Hmong paj ntaub
Paj ntaub (pronounced “pan dau,” meaning flowery cloth) are reverse appliquéd and embroidered textiles used for many purposes in traditional Hmong life. Paj ntaub are used as gifts, funeral cloths, baby carriers, decorations, and used to adorn a wide variety of clothing, both ceremonial and secular, including jackets, hats, belts, collars, purses, aprons, and skirts. Paj ntaub became commercialized when Hmong women needed income for family survival in the Thai refugee camps after the end of the Vietnam War.

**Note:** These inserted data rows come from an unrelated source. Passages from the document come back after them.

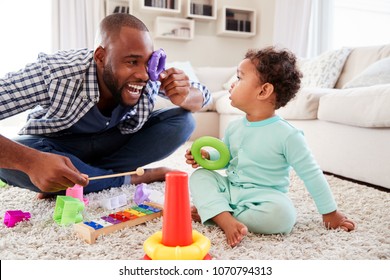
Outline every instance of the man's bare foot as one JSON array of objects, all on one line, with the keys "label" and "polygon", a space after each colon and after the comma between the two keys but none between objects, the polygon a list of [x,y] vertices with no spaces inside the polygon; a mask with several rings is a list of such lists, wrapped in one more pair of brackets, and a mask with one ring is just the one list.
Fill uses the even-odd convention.
[{"label": "man's bare foot", "polygon": [[198,223],[201,222],[198,209],[196,209],[195,206],[191,206],[191,218],[194,222],[198,222]]},{"label": "man's bare foot", "polygon": [[213,221],[225,232],[226,241],[231,247],[237,246],[248,234],[248,228],[237,221],[230,212],[222,212]]},{"label": "man's bare foot", "polygon": [[47,198],[53,198],[56,196],[57,196],[56,194],[51,194],[51,193],[38,193],[37,199],[47,199]]},{"label": "man's bare foot", "polygon": [[150,184],[154,182],[163,182],[165,181],[165,175],[168,172],[174,171],[174,169],[168,167],[157,167],[144,169],[144,174],[139,175],[131,175],[131,184],[138,185],[141,183]]}]

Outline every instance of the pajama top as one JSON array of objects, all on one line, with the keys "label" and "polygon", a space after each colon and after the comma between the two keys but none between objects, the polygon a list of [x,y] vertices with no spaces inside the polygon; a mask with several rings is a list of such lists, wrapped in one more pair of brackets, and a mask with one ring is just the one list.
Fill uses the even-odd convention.
[{"label": "pajama top", "polygon": [[[273,188],[287,193],[291,167],[303,180],[320,214],[337,209],[329,184],[307,147],[303,133],[279,116],[231,122],[223,139],[231,160],[226,174],[242,188]],[[210,152],[210,159],[217,157]]]}]

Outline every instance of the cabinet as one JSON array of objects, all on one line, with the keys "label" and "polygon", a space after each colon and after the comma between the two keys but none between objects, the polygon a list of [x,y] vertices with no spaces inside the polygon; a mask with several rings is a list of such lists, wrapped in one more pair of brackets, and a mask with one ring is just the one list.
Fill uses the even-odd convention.
[{"label": "cabinet", "polygon": [[178,14],[181,12],[181,0],[139,0],[142,11]]},{"label": "cabinet", "polygon": [[224,6],[218,12],[217,30],[220,36],[255,36],[256,11],[247,8]]},{"label": "cabinet", "polygon": [[217,0],[186,0],[185,15],[195,20],[215,20]]},{"label": "cabinet", "polygon": [[154,22],[155,38],[173,40],[192,40],[194,21],[191,19],[156,17]]}]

Paj ntaub are made by layering fabric cut with designs which is turned under and sewn in tiny stitches by hand to reveal the fabric underneath. Traditional patterns are exact, geometric, symbolic of nature, and combined in multiple creative ways. Design symbols represent nature including mountains, fish scales, seeds, snails, elephant tracks, caterpillar backs, mouse tracks, dragon’s teeth, and hearts. Traditional colors of black, red, white, greet, and yellow have been expanded to all colors available in workable fabrics.
Ying Yang learned to sew from her grandmother and mother in her native Hmong mountain village in the Louang Prabang province in norther Laos. After escaping to a Thai refugee camp in 1975, where she lived for four years with her husband and two children, Ying taught herself how to make paj ntaub from observing other women and practicing.
In 2008, Ying was a master artist in ACTA’s Apprenticeship Program with apprentice Xong Lee. The apprenticeship focused on refining Xong’s skills in designing, folding, and cutting progressively intricate designs in her pieces.